I thought I might try creating new topics to generate discussion by just picking a year and promotion at random and we can discuss our favorite memories of the year, the best matches we've seen from the year and that sort of thing. So, this is a place for wrestling, nostalgia and match recommendations, actually.
The year started off with some changes being made in the hierarchy. Turner execs wanted the NWA to start drawing money, and they wanted immediate results, and the feeling was that they needed a new booker that wasn't Ric Flair, so Flair was axed in favor of Ole Anderson. 1989 was riddled in politics, but it didn't actually catch up to the product until 1990, as you had several people making plays for power and some of them succeeding and some of them failing. The plan all along was for the Horsemen to turn on Sting, leading to Sting winning the belt from Flair at Wrestle War '90. Sting was very hot at the time, but would injure his knee climbing the cage at the Clash just 19 days before he was to win the title, and when he came back from his injury five months later, he had lost a lot of his momentum, and his title run bombed. Ole was fired by year's end and the way was being paved for Dusty Rhodes to come back into the promotion as the head booker.

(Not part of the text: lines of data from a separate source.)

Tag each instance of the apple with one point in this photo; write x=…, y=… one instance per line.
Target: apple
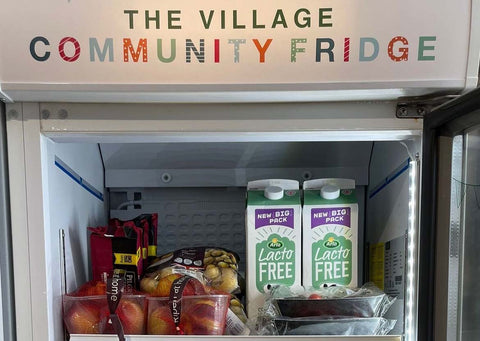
x=203, y=318
x=84, y=317
x=160, y=321
x=131, y=316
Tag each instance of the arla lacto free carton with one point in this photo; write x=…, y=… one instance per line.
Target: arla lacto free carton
x=330, y=225
x=273, y=226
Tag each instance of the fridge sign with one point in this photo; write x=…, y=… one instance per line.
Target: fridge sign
x=321, y=49
x=215, y=42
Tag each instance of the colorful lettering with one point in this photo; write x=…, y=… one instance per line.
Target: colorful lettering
x=141, y=48
x=328, y=50
x=61, y=49
x=373, y=54
x=173, y=51
x=34, y=53
x=262, y=49
x=107, y=49
x=403, y=50
x=422, y=48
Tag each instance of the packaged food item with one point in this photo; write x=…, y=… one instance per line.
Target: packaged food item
x=149, y=224
x=330, y=224
x=367, y=301
x=114, y=248
x=325, y=311
x=217, y=267
x=87, y=311
x=333, y=326
x=199, y=315
x=198, y=312
x=273, y=219
x=152, y=221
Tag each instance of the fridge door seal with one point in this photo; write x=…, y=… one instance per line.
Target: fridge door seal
x=7, y=305
x=448, y=120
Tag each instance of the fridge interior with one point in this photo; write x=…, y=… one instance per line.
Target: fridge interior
x=199, y=192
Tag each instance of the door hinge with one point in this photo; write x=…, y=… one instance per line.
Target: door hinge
x=418, y=107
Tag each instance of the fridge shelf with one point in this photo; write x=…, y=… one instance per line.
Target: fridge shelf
x=97, y=337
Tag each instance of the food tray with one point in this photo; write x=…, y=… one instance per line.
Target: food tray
x=333, y=326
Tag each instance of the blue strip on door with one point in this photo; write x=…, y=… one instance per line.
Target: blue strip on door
x=78, y=179
x=395, y=174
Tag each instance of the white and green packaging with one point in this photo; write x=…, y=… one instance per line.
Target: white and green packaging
x=273, y=227
x=330, y=225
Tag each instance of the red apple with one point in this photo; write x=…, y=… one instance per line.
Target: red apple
x=131, y=316
x=160, y=321
x=203, y=318
x=84, y=317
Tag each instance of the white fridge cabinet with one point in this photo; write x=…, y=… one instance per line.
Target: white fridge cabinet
x=70, y=163
x=103, y=119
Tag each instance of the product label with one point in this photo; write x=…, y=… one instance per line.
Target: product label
x=266, y=217
x=332, y=260
x=275, y=261
x=323, y=216
x=127, y=258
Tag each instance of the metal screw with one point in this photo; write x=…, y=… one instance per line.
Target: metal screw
x=12, y=114
x=307, y=175
x=166, y=177
x=421, y=111
x=402, y=112
x=45, y=114
x=62, y=114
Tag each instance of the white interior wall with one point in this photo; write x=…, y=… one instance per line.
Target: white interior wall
x=72, y=208
x=388, y=203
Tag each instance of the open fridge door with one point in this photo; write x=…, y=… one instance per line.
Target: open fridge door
x=7, y=310
x=449, y=293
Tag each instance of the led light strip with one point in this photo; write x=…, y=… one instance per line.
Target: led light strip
x=412, y=251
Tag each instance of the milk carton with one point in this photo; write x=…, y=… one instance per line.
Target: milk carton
x=273, y=227
x=330, y=224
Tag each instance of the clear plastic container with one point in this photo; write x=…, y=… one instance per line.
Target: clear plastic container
x=364, y=306
x=200, y=315
x=90, y=314
x=333, y=326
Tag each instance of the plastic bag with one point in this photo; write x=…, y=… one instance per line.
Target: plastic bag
x=217, y=267
x=367, y=301
x=333, y=326
x=335, y=310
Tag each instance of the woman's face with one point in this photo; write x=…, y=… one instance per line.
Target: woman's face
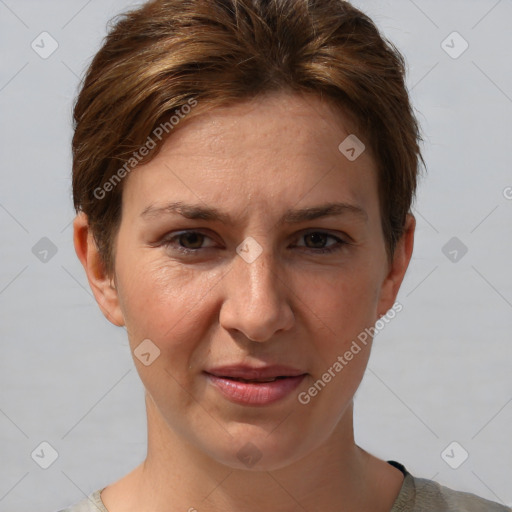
x=254, y=279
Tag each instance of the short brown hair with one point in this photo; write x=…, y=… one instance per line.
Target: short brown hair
x=167, y=53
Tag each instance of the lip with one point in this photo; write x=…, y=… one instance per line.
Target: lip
x=255, y=393
x=252, y=372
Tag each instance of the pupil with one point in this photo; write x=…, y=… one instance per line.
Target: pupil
x=319, y=237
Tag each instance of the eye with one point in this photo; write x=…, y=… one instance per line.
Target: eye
x=319, y=238
x=190, y=242
x=186, y=241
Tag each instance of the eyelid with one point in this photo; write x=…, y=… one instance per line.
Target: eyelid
x=171, y=239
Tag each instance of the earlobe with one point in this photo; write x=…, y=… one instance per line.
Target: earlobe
x=102, y=285
x=398, y=267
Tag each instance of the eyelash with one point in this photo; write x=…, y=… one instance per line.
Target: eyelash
x=170, y=242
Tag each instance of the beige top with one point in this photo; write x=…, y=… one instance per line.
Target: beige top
x=416, y=495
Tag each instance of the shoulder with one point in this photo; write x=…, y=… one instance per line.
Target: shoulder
x=92, y=503
x=422, y=495
x=428, y=492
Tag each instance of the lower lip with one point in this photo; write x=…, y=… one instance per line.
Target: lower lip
x=255, y=393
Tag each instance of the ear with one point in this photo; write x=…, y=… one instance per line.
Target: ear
x=397, y=268
x=102, y=285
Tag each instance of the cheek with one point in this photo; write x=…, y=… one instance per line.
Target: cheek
x=162, y=300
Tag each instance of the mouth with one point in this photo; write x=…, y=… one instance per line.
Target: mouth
x=255, y=387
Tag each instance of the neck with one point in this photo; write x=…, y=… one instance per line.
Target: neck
x=337, y=475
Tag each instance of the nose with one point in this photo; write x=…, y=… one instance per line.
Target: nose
x=256, y=298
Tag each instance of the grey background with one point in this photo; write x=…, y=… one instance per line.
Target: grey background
x=440, y=372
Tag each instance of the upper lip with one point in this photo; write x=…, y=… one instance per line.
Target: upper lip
x=251, y=373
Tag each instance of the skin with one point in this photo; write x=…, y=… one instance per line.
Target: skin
x=292, y=305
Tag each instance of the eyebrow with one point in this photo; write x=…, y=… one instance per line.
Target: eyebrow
x=196, y=211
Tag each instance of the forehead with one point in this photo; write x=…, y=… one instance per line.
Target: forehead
x=277, y=148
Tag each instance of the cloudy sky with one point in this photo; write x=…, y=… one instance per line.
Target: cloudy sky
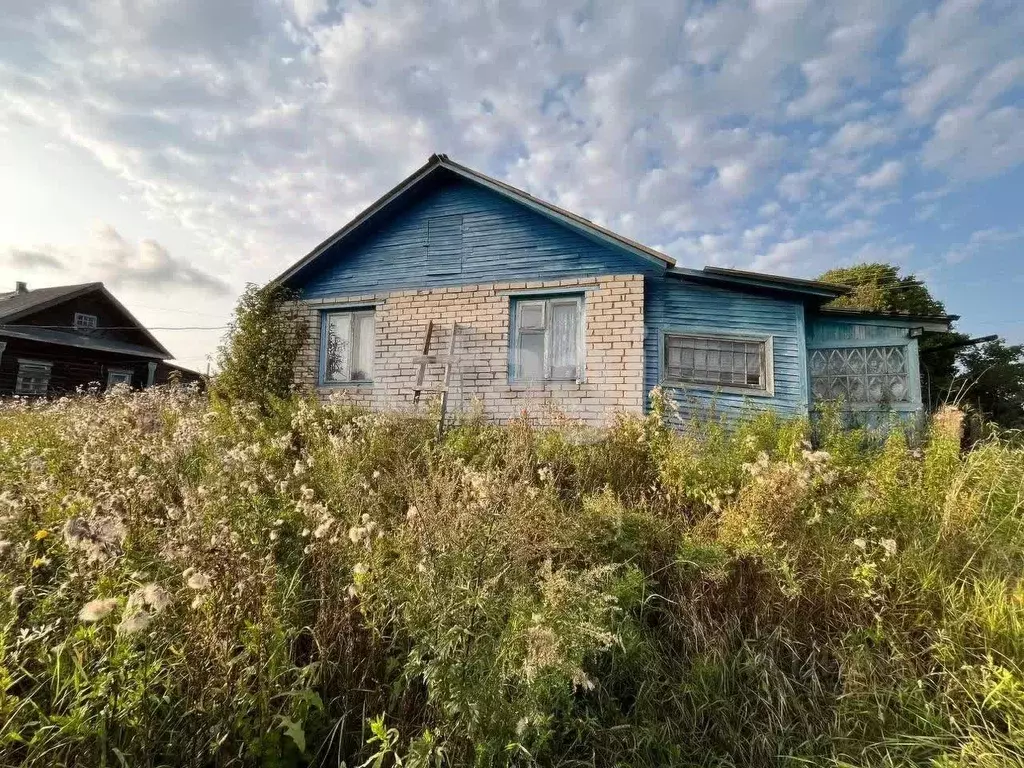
x=178, y=150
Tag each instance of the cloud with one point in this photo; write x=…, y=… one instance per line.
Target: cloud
x=752, y=133
x=33, y=260
x=887, y=174
x=118, y=262
x=980, y=240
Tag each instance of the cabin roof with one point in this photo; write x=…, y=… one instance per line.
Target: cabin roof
x=14, y=306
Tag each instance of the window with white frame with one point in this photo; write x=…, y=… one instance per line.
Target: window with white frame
x=33, y=377
x=85, y=322
x=117, y=376
x=347, y=346
x=720, y=361
x=547, y=339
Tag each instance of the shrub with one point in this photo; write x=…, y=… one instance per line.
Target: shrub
x=290, y=583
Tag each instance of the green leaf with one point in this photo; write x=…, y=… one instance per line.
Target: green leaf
x=295, y=732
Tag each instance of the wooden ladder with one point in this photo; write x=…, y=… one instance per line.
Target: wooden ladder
x=424, y=359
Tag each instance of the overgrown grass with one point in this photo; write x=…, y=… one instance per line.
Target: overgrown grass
x=204, y=585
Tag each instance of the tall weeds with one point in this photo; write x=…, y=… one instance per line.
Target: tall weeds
x=306, y=584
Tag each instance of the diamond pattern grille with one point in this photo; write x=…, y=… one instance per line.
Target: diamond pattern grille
x=860, y=374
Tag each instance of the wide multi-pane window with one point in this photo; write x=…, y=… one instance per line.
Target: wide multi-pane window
x=861, y=375
x=718, y=361
x=348, y=346
x=547, y=339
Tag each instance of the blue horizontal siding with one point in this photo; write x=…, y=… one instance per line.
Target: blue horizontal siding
x=672, y=304
x=461, y=233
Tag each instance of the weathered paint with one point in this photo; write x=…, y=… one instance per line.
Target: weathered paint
x=826, y=333
x=460, y=233
x=676, y=305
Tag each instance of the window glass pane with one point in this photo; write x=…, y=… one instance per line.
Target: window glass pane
x=530, y=314
x=363, y=346
x=339, y=335
x=564, y=340
x=856, y=375
x=716, y=360
x=530, y=355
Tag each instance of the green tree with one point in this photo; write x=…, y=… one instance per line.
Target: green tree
x=992, y=379
x=257, y=356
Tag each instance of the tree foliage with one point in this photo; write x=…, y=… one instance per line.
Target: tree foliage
x=257, y=356
x=989, y=379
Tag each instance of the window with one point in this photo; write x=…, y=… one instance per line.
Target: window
x=879, y=374
x=719, y=361
x=347, y=347
x=547, y=339
x=117, y=376
x=86, y=322
x=33, y=377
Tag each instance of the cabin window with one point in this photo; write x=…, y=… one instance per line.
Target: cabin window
x=85, y=322
x=720, y=361
x=347, y=347
x=861, y=375
x=118, y=376
x=547, y=339
x=33, y=377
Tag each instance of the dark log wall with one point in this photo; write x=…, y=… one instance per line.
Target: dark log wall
x=108, y=316
x=72, y=368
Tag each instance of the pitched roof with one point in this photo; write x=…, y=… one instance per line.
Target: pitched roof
x=13, y=306
x=740, y=279
x=94, y=343
x=439, y=163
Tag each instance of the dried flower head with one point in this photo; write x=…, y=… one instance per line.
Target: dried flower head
x=96, y=609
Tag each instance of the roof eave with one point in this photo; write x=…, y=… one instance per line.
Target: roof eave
x=803, y=290
x=500, y=187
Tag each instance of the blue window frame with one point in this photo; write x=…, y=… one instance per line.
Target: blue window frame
x=547, y=339
x=346, y=346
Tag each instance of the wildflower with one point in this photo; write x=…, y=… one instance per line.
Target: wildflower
x=156, y=597
x=133, y=623
x=198, y=581
x=96, y=609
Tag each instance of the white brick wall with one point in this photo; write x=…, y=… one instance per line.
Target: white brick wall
x=613, y=313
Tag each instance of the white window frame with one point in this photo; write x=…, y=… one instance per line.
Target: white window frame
x=25, y=371
x=115, y=376
x=85, y=322
x=768, y=368
x=354, y=312
x=546, y=303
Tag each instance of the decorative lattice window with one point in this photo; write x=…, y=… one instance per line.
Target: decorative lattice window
x=861, y=374
x=718, y=361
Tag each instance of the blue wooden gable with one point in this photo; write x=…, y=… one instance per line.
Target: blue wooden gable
x=458, y=232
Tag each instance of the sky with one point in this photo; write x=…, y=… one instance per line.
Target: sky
x=179, y=150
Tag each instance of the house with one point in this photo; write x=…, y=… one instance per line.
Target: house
x=553, y=313
x=54, y=340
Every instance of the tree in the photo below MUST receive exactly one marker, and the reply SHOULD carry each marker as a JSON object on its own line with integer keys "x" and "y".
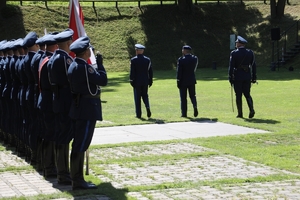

The wrestling was typically very good for most of the year, but the booking was highly questionable. Thunderbolt Patterson wanted a job in the company and threatened to have the NAACP picket CNN Center unless they put him in a television role, so Turner execs basically forced WCW to hire him and use him. The angle they did was pretty tasteless, with Flair and Ole Anderson destroying a series of black jobbers with Patterson being their spokesperson until Junkyard Dog finally came to the rescue, giving Flair one of the worst matches of his career at the June Clash. Speaking of Flair, 1990 was also a year that they felt the Flair era needed to end completely, and they started moving away from him after dropping the belt to Sting, putting him in the midcard to feud with fellow heels Doom and Teddy Long. Flair stepping aside in and of itself wouldn't have been so bad, but fans were accustomed to long, good title matches that Sting just wasn't capable of delivering. Lex Luger also started off the year as the hottest heel they had and was turned babyface to make up for Sting's absence. There was a big controversy over whether Flair should drop the title to Luger, which played a part in him getting removed as head booker, as Flair still felt he should wait for Sting since he had promised him he would. When Herd tried to force his hand and have him drop the belt to Lex on a house show, Flair required a request in writing 48 hours in advance, which his contract stated he would always receive. He didn't receive that request, and thus, Herd had no ground to stand on. The two were heavily at odds by this time. Luger apparently was very upset about this, but just a few months earlier, he made it very clear that he wanted no part of the belt because he didn't want to be a scapegoat for the low attendance figures at the time.
Flair and Herd were also at odds over a match at a TV taping in February of 1990 on an episode of Saturday Night on TBS that was heavily influenced by D.ave M.eltzer's suggestions to the booking committee at the time. Flair went against Brian Pillman and wanted to put him over, but was told he would be going over clean, and it took Kevin Sullivan going to him and calming him down face-to-face before the match before Flair finally agreed to get the win. From Flair's point of view, he wanted to elevate Pillman. From Herd's point of view, he was getting sick of Ric's outbursts and thought he was too old to be the centerpiece of the company at that point, and Flair was getting blamed for them not drawing.
Lots of good matches that year, both on TV and on PPV, and I'll let the rest of you cover that. Lots of memorable booking as well, so plenty to discuss. I'll pick another random year and promotion tomorrow.